Are you using which exact Apalis iMX8QM Version?
Which BSP and Version are you using?
Are you using one of our carrier boards or a custom one? If it’s one of our boards, did you change the device tree?
What kind of tests have you performed before?

Best regards,

mach · June 27, 2022, 6:47am

Dear @gclaudino.tx
here are my answers:

Apalis iMX8QM ver. 1.1.b
We do not use specific BSP. After the installation of Debian 10.12, we use kernel from linux-toradex repo (linux-toradex.git - Linux kernel for Apalis, Colibri and Verdin modules).
We have our own custom carrier board. Can device tree was not changed

Detailed description:
The problem:

FlexCAN driver/controller enters an error state after invoking “ifdown can1” and rebooting the system without running “ifup can1” prior to the reboot
Before the reboot, an endless chain of unacknowledged messages is being generated while the interface is down. I presume that this is the expected behavior
After the reboot, sending a message and thus initializing the interface causes it to keep sending the same message (the oldest one in the queue) over and over again every 120 microseconds
This is the exact opposite of the behavior described above, as the unacknowledged messages are being generated while the interface is up, not down
All CAN communication on the interface is stuck in this state. No other messages can be sent over the bus (analyzed using saleae and an oscilloscope). The only visible message is the one being sent repeatedly.
This most likely causes some of our CAN-based peripherals to freeze (FEIG VEK S4C not even reacting to its physical mode/reset button)
Invoking “ifdown can1 && reboot” is enough to reproduce the issue
A software restart doesn’t fix the issue, one of the devices have to be powered off and back on (either the peripheral or the SBC)
I also tried using different kernel/FlexCAN driver versions
Performing “ifdown can1 && sleep 10 && ifup can1 && reboot” does generate unacknowledged messages, but after the reboot, the system works correctly

Potential issues:

There is a chain of unacknowledged messages before the system fully boots up and the network interfaces go up
This is the same as if “ifdown can1” was invoked
A short logic level jump occurs at the CAN N wire 60 milliseconds after shutdown (Low → High (~ 2.5ms) → Low)

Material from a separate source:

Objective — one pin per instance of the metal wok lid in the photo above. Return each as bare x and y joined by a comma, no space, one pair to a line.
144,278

The only related messages in “dmesg” are:
“flexcan 5a8e0000.can can1: bit-timing not yet defined”
“flexcan 5a8e0000.can can1: New error state: 1”
“flexcan 5a8e0000.can can1: New error state: 2”

Edward · June 27, 2022, 7:51am

Hello @mach,

I suspect that you don’t have pull up resistor on CANTX and perhaps your iMX8QM pulls CANTX down by default. This will put long dominant on the bus. Isn’t this your chain of unacknowledged messages? At least on your waveform I see long low level after startup, after reboot and before reboot. This is wrong and should be fixed.

gclaudino.tx · June 27, 2022, 4:35pm

Hi @mach, how are you?

As @Edward said, you should check that you have a pull-up resistor on the CAN TX as you can see on our carrier board design guide (https://docs.toradex.com/101123-apalis-arm-carrier-board-design-guide.pdf).
You can see on the following screenshot the existence of a 3.3V Pull-up Resistance on the CAN1_TX

Also, if you look at the module datasheet (https://docs.toradex.com/105526-apalis-imx8-datasheet.pdf), you can see that the pin reset state is marked as PD for SODIMM 14, for instance. Could you please have a look at it and check if this helps you with your issue?

Thanks again and thanks @Edward for another precious help.

Best regards,

mach · June 28, 2022, 6:32am

Thanks both @Edward @gclaudino.tx for your comments and advices, I have sent a request to our HW designers to check this and I will let you know.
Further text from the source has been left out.